If a borrower has a low monthly payment now, and a higher than normal property value - it can cause a false sense of security, and lead to choices that would not otherwise be made based on the equity in the home. One of the most important thing to remember, is that there are collectors paid to collect on the credit card debt, and by not making the monthly payments on the debt - you could have your cards taken away. When you struggle to pay your monthly mortgage payments, the price is much higher - you could eventually lose your home.
Taking the extreme risk of paying off credit card debt may seem like a wise decision due to the difference in interest rates between credit cards and mortgages, but weighing your options as well as the risks may save your home. And the biggest danger of all?? Most Americans who use their home equity to pay off their credit card debt refuse to change their habits and lifestyles, and actually see their zero-balance cards as an invitation to go shopping - perpetuating the cycle. However, in this cycle, there is one detrimental factor - home values will probably not continue to experience the rise, leaving the borrower with very few recovery options for the future.

Tuesday, August 1, 2006

A False Sense of Home Equity

With so many Americans living with a false sense of security (called home equity), it's no wonder that spending has risen to an all time high. If it's not the pressure to take out a home equity loan to pay off credit card debt, there's the pressure of wanting the big kid toys like boats, cars, and oversized electronics. But what has fueled this excess spending? In part - inflated home values - in which homeowners can borrow money against their equity. The problem is, in some areas of the country, the equity in their homes is due to a temporary "bloating" of the value. This equity used to be viewed as security for the retirement years, but more and more individuals are watching their equity dwindle away while experiencing the rising debt on their home, and payments extending into their golden years. In a world where reality TV is a new form of entertainment, it's like watching a high-stakes game of "reality Monopoly".

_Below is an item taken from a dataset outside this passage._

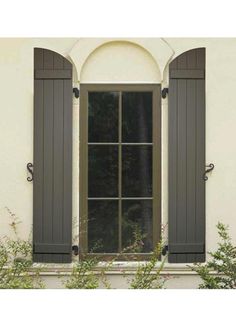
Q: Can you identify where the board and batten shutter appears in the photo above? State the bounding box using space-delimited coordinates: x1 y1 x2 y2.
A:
168 48 205 263
33 48 72 263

Here's just a brief example I was able to witness in my lifetime: A home was purchased around 1970 for a price in the $40k range, and a 30-year mortgage with a monthly payment of around $80. By the mid 90's, the home was nearly paid off, but the car was getting old. The logical solution seemed to be at the time to take out a home equity loan, and buy a new car. Why not - it was becoming an increasingly popular way of obtaining the things that would otherwise not be affordable. Several years later, another new car, then an expensive sewing machine, and finally - a cruise with friends. Today - the home is valued around $300k, and the total monthly payment is in the range of $700. Not one of the more extreme examples, but a great example of the way homeowners view their home equity as a checking account - rather than a savings account.